Babies died. Families were failed. Now we're getting the full picture.
The largest maternity review in NHS history is about to be published — and it covers Nottingham University Hospitals NHS Trust. That detail alone should stop you cold. Nottingham. Not a small district trust scraping by on minimal resources. One of the biggest hospital trusts in the country.
The review is expected to detail how specific failings led to deaths and avoidable harm. Not just one incident. Not one bad shift. A pattern. A culture. Something that went wrong repeatedly, and was allowed to keep going wrong.
That is the only way you end up with the largest maternity review in NHS history.
What we know right now
The review is focused on Nottingham University Hospitals NHS Trust. It is expected to be explicit about how failings caused deaths and avoidable harm to families.
Beyond that, the full detail lands when the review is published.
But here's what we already know — because it's been known for a while. Families who lost babies, or who had children left with serious injuries, have been pushing for answers for years. These aren't statistics. These are parents who left the hospital without their children. Mothers who went through labour and came out the other side to be told something went wrong. And then told, in many cases, that nobody could quite explain why.
That's the experience this review is putting on record.
Why this matters beyond Nottingham
It would be easy to read this as a Nottingham story. It isn't.
Maternity services across the NHS have been under serious pressure for a long time. Staffing, workload, communication failures, a culture in parts of the service where concerns get minimised rather than escalated. The reviews into Shrewsbury and Telford, and into East Kent, said similar things. Different trusts. Same patterns.

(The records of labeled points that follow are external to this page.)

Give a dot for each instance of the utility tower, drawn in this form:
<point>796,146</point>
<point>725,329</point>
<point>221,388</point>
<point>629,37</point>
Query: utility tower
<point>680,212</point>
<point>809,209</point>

Nottingham is the largest review yet. That means more families. More cases. More evidence. And that makes it harder for anyone to write this off as an isolated problem.
When you see the same types of failures appearing in review after review, across different trusts, in different parts of the country — that's a systemic issue. That's not one rogue unit. That's something embedded in how maternity care has been delivered.
The families who've been waiting
We need to be clear about what "avoidable harm" means in this context.
It means a baby who didn't have to die, died. It means a child who could have been born healthy was left with a disability. It means a mother went through something traumatic that proper care could have prevented.
And then, on top of the original loss, those families have spent years trying to get someone to admit what happened. Fighting for a review. Waiting for it to be completed. Now waiting to read it.
That is an enormous weight to carry. The fact that this review exists is partly because those families refused to stop pushing.
What comes after the report
A report doesn't fix anything on its own. That has to be said plainly.
Shrewsbury happened. East Kent happened. Reports were published. Recommendations were made. And maternity services are still under pressure across the NHS today. So the publication of this review is not the end of the story for Nottingham — it's a chapter in it.
What matters is what comes next. Are the specific failings identified in this review actually addressed? Are the families given proper accountability and support? Does anything structurally change in how maternity care is staffed, monitored, and managed?
That's the test.
Our verdict
This review landing is significant. The scale of it tells you everything. The NHS does not commission the largest maternity review in its history unless the scale of harm demands it.
For the families involved, reading this report is going to be devastating. Finally having the facts confirmed in black and white rarely feels like closure. It just confirms what they already knew — that someone failed them, and that their loss didn't have to happen.
The country needs to read this report. Not skim the headlines. Read it.